Gente, eu estou aqui em Ibiza, deitada numa espreguiçadeira que custa mais que aluguel de cobertura no Leblon, quando o telefone vibra com um dossiê chegado direto do Brasil. E olha, eu quase derramei o espumante. A cerveja, sim, aquela mesma que todo mundo trata como coadjuvante de churrasco, virou o ativo mais cobiçado do varejo nacional. Faturou R$ 13 bilhões nos últimos doze meses encerrados em junho, uma alta de 17% sobre o mesmo período do ano anterior. Isso não é cerveja, minha gente, isso é IPO de sucesso.
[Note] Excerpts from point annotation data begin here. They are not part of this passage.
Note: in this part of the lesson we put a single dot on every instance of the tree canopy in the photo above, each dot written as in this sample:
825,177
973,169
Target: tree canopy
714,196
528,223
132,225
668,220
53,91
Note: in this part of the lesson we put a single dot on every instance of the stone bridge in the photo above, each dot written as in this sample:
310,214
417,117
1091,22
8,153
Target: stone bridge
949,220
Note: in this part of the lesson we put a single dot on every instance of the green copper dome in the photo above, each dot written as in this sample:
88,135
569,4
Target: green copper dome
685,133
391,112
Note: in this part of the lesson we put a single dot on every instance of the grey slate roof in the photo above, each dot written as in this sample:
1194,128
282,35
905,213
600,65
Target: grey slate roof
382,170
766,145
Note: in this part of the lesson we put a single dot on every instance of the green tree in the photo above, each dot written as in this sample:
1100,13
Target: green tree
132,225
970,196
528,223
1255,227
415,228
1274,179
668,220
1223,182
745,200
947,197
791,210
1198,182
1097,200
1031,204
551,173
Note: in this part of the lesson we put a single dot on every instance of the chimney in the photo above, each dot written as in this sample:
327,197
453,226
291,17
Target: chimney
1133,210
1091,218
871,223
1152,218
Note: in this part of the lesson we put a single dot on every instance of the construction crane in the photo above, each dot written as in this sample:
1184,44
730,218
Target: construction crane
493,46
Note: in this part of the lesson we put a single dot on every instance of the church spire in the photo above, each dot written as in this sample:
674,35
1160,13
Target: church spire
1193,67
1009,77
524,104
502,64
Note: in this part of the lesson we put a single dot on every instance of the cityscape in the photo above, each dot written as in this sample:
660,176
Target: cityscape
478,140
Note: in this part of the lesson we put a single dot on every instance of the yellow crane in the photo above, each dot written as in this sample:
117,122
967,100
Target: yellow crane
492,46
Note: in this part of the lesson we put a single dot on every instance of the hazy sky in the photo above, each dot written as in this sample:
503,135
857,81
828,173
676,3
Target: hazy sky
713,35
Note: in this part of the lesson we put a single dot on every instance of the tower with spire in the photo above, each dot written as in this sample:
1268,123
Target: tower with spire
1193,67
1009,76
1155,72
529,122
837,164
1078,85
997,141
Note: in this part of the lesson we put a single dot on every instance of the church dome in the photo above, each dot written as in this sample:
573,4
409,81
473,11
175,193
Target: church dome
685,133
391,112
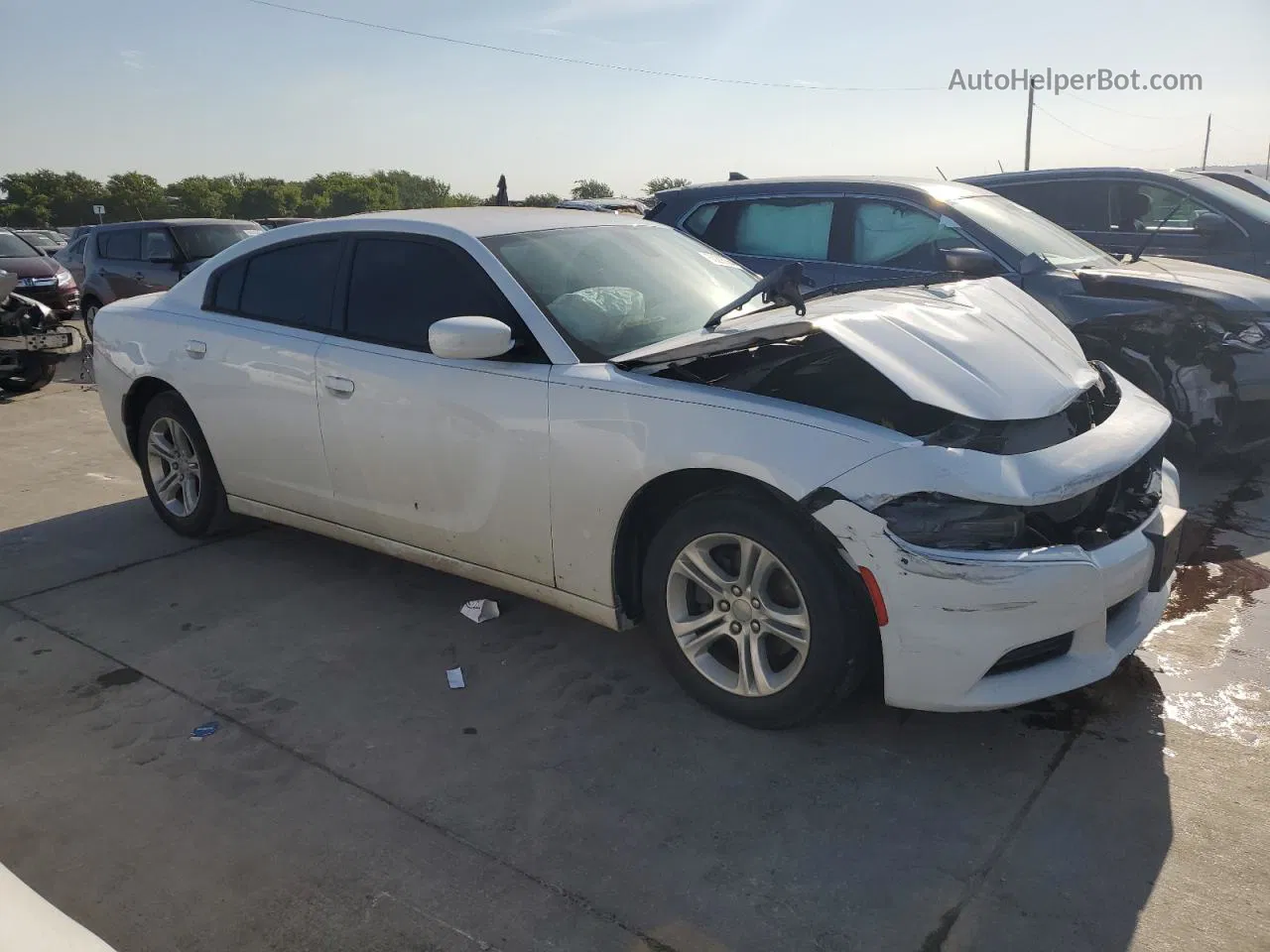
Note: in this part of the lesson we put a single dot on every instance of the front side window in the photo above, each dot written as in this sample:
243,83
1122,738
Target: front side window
1139,206
293,285
1078,204
785,227
155,243
119,245
13,246
399,287
612,289
894,235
Quem entregou esse vazamento não foi nenhuma ex-BBB chorando em rede social, foi a Pesquisa CREST, da Gouvêa Inteligência, a espiã oficial do consumo brasileiro, aquela que sabe o que o público bebe antes até do próprio público perceber. E o relatório vem carregado de fofoca com planilha: enquanto o faturamento subiu bonito, o número de transações caiu 3%, para 369,2 milhões. Traduzindo o economês para linguagem de camarim: o brasileiro comprou cerveja menos vezes, mas pagou mais caro em cada rodada. Fazendo as contas de festa aqui na minha calculadora mental, isso representa um aumento de quase 20% no valor médio de cada compra. A cerveja não perdeu audiência, ela só subiu de patamar, tipo aquela celebridade que reaparece rejuvenescida e cobra o triplo pelo mesmo cachê.

E tem treta de canal de venda também, porque essa novela tem elenco disputando espaço. As refeições noturnas concentram 60% do consumo, o horário nobre da bebida, sem concorrência. Os bares levam 33% do total, mantendo o título de point VIP da categoria, enquanto supermercados e hipermercados ficam com 15%, comportados na prateleira, torcendo por um recasting. Se isso fosse reality, o boteco seria o brother favorito do público e o mercado seria aquele participante estratégico que nunca é eliminado, mas também nunca vence o prêmio.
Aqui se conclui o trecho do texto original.